Secondo il Centro studi di Unimpresa, che ha elaborato i dati della Banca d’Italia, a giugno 2025 i prestiti bancari complessivi si sono attestati a 1.274,1 miliardi di euro, in lieve calo rispetto ai 1.275,6 miliardi di giugno 2024 (–1,45 miliardi, pari a –0,11%). Anche su base annua, quindi, si conferma la dinamica di rallentamento del credito, più marcata sul lato delle imprese (–12 miliardi, –1,96%) che su quello delle famiglie (+10,5 miliardi, +1,59%). All’interno del comparto produttivo, la riduzione più significativa riguarda ancora una volta i prestiti oltre i 5 anni (–22,6 miliardi, –7,31%), mentre risultano in crescita le erogazioni di medio periodo (+11,2 miliardi, +7,15%) e anche quelle di breve termine (+7,9 miliardi, +5,54%). Per le famiglie, l’espansione riguarda soprattutto il credito al consumo (+5,2 miliardi, +4,18%) e i mutui (+11,1 miliardi, +2,64%), mentre continua la contrazione dei prestiti personali (–5,7 miliardi, –4,82%).

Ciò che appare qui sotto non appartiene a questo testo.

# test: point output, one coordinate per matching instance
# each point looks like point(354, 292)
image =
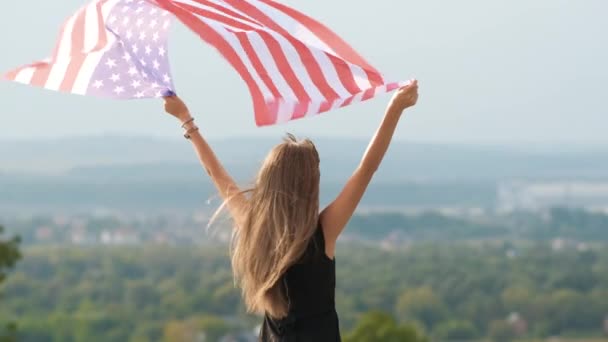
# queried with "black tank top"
point(310, 287)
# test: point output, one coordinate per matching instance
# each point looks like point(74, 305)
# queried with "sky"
point(490, 72)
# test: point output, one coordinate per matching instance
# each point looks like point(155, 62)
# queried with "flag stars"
point(119, 90)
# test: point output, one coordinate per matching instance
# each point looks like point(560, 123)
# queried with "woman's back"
point(309, 286)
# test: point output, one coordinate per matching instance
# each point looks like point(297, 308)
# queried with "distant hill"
point(154, 174)
point(146, 158)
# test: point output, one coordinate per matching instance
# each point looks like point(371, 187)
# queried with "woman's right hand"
point(176, 107)
point(404, 97)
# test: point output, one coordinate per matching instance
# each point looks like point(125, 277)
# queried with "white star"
point(98, 84)
point(110, 63)
point(118, 90)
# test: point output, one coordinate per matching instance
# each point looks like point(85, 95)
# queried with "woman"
point(283, 247)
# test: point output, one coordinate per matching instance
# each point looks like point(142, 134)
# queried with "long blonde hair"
point(280, 219)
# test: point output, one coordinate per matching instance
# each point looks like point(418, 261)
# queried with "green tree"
point(422, 304)
point(456, 330)
point(378, 326)
point(9, 254)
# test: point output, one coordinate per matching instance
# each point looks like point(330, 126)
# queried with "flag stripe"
point(323, 33)
point(265, 115)
point(312, 65)
point(293, 65)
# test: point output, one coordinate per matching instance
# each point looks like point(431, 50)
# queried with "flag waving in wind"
point(293, 65)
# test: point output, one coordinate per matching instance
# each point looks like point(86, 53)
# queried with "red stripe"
point(275, 50)
point(77, 52)
point(341, 47)
point(312, 66)
point(344, 73)
point(225, 10)
point(263, 115)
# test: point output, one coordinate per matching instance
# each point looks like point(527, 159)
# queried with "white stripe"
point(61, 63)
point(330, 73)
point(298, 67)
point(295, 28)
point(238, 49)
point(276, 77)
point(360, 76)
point(25, 75)
point(314, 44)
point(250, 22)
point(83, 79)
point(313, 109)
point(91, 25)
point(285, 111)
point(294, 60)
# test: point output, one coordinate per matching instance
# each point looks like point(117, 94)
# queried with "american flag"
point(293, 65)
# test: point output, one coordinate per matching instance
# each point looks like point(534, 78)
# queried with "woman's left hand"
point(176, 107)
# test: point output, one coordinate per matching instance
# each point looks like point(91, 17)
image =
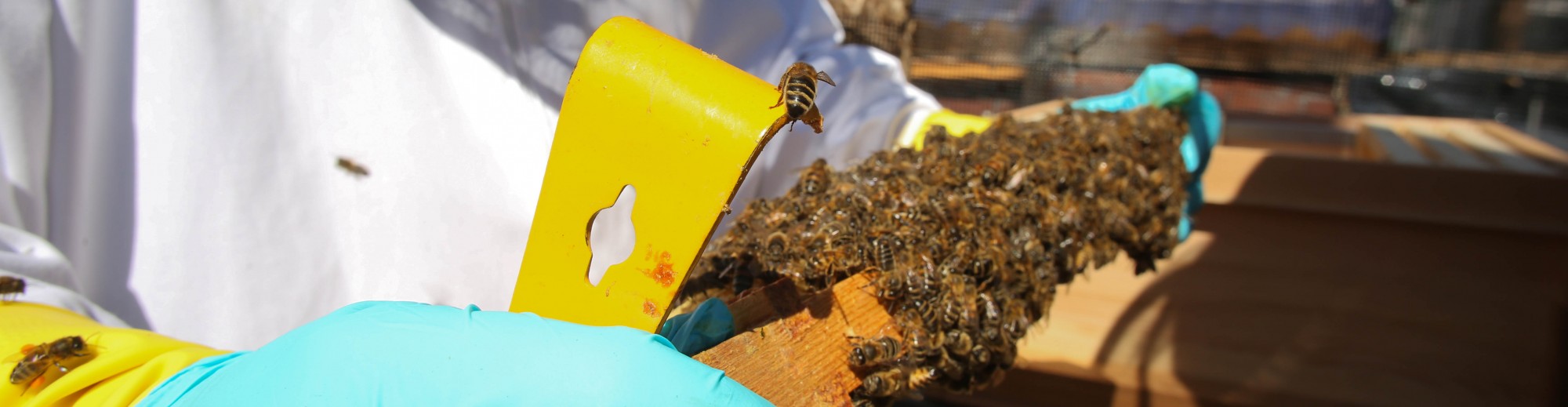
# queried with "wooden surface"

Il quadro che emerge è quello di un credito bancario in trasformazione, più selettivo e polarizzato. Da un lato le imprese preferiscono formule flessibili e a scadenze più brevi, dall’altro le famiglie proseguono nel sostenere i consumi attraverso il credito finalizzato, ma riducono l’indebitamento generalista. La contrazione dei finanziamenti di lungo termine – quasi 60 miliardi di euro in meno in tre anni – rappresenta una criticità da affrontare con decisione, perché impatta direttamente sulla capacità del sistema produttivo di programmare investimenti strutturali. In questo contesto, il ruolo delle banche centrali e delle politiche di sostegno pubblico sarà determinante per rianimare un mercato del credito che, pur non in crisi, mostra segni evidenti di affaticamento strutturale.